Price war itu kini telah berhenti. Namun, soal pendapatan rata-rata per pelanggan [ARPU] sudah tidak penting lagi. Karena makin banyak pelanggan yang membeli voucher pulsa berdenominasi rendah sehingga menurunkan ARPU cukup signifikan.

Selain tetap melakukan inovasi dengan produk baru dan berupaya mempertahankan pelanggan yang ada, Telkomsel juga berupaya menggali potensi ceruk pasar yang leibh dalam lagi. Misalnya pasar komunitas. Ini strategi di tengah krisis.

Bagaimana dengan penetrasi ?
Pasar utama seluler berada di daerah Jawa. Realitasnya tingkat penetrasi di pulau ini sudah mencapai 100% meskipun secara nasional masih ada ruang, yakni 70%.

Dengan kondisi makroekonomi seperti saat ini, apa ada pengaruhnya terhadap capex operator seluler ?
Bagi pemain besar, mereka [operator] masih tetap mengeluarkan capex-nya. Namun tidak sebesar tahun lalu, di bawah Rp30 triliun. Telkomsel saja masih menyediakan dana investasi sebesar US$1,3 miliar.

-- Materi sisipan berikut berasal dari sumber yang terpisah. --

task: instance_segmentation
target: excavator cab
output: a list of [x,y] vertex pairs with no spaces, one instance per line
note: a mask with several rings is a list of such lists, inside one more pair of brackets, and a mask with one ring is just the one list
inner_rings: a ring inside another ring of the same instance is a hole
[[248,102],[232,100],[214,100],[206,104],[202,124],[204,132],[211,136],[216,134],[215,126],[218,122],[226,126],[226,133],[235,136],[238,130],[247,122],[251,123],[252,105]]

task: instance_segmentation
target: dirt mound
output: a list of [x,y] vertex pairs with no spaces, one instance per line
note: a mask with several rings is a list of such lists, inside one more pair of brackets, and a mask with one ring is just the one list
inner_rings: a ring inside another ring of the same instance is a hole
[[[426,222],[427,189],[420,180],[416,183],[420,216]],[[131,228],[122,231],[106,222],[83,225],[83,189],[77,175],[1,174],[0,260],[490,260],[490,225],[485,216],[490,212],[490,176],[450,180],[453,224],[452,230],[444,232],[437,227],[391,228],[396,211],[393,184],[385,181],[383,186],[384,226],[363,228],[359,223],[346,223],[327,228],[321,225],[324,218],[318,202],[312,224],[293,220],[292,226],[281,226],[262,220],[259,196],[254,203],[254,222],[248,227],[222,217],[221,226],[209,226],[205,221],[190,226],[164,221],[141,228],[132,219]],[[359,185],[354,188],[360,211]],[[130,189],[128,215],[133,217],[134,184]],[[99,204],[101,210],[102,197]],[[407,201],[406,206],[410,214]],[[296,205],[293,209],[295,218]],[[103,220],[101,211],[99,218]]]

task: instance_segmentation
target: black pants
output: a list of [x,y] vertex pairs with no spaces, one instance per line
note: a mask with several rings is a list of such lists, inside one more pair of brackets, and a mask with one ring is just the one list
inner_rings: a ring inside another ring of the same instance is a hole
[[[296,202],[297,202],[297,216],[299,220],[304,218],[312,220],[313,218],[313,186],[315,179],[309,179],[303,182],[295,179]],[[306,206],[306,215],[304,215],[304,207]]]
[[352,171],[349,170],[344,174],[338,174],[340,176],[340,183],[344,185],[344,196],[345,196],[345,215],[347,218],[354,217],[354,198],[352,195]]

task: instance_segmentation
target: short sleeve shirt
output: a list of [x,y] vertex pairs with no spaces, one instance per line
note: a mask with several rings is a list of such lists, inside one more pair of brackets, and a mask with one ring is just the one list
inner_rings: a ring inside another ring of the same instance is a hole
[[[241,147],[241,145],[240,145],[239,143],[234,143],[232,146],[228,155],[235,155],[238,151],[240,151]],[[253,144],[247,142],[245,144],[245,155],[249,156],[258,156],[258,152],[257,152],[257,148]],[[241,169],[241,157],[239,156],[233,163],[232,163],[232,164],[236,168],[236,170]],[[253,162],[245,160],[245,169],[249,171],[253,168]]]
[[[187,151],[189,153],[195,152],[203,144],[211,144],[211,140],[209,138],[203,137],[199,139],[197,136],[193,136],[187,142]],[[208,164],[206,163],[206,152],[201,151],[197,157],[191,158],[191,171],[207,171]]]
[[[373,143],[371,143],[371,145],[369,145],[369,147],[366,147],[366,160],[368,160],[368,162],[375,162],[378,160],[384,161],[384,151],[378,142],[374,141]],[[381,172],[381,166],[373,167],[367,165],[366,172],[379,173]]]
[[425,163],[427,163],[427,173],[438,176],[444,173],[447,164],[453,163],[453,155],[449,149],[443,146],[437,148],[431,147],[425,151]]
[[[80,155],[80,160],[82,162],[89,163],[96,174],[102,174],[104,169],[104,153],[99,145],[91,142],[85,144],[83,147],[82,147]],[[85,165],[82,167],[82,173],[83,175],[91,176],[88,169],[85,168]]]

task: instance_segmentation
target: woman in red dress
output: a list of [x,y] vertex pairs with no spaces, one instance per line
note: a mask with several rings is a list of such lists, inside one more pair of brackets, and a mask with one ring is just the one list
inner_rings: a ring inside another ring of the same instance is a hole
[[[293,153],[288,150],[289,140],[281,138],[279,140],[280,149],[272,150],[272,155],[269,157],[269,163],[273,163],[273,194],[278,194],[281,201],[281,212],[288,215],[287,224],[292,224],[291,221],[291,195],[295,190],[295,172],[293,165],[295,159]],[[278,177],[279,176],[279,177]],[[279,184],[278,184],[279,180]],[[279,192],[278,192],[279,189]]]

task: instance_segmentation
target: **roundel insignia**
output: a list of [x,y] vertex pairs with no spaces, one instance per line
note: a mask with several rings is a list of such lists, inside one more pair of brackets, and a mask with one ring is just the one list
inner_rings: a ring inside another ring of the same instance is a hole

Berhentinya perang tarif telah memberikan kesadaran bagi operator untuk bersaing dari sisi kualitas layanan dan kapasitas jaringan selain melakukan efisiensi. Investasi jaringan benar-benar dilakukan secara efektif. Telkomsel misalnya, juga menerapkan strategi sinergi parental [induk perusahaan] untuk meningkatkan kualitas jaringan. Semua itu tetap dalam koridor konsolidasi dalam konteks makroekonomi yang sedang krisis.

Bisa dikatakan tahun ini hingga 3 tahun mendatang, bagi oparator merupakan tahun konsolidasi dan merger. Saya prediksi pada periode itu hanya menyisakan 4-5 operator saja sebagai konsekuensi dari sengitnya persaingan.

Apa yang diharapkan operator dari Pemerintah di tengah krisis ?
Pemerintah sebaiknya perlu mengurangi keluarnya regulasi baru yang bersifat memberikan beban tambahan bagi operator. Misalnya soal biaya penggunaan (BHP) frekuensi dan menara bersama. Kami mengharapkan pemerintah memperhatikan usulan operator.

Menurut pandangan saya, pemerintah juga perlu memberikan insentif kepada operator yang melakukan pembangunan infrastruktur, seperti serat optik dan radio link. Insentif itu bisa dalam bentuk pembebasan bea masuk (BM) atau instrumen fiskal lainnya, seperti perpajakan.

Inilah yang perlu dikaji pemerintah karena industri seluler telah memberikan kontribusi, berupa pembangunan infrasturuktu berbasis teknologi informasi di negeri ini.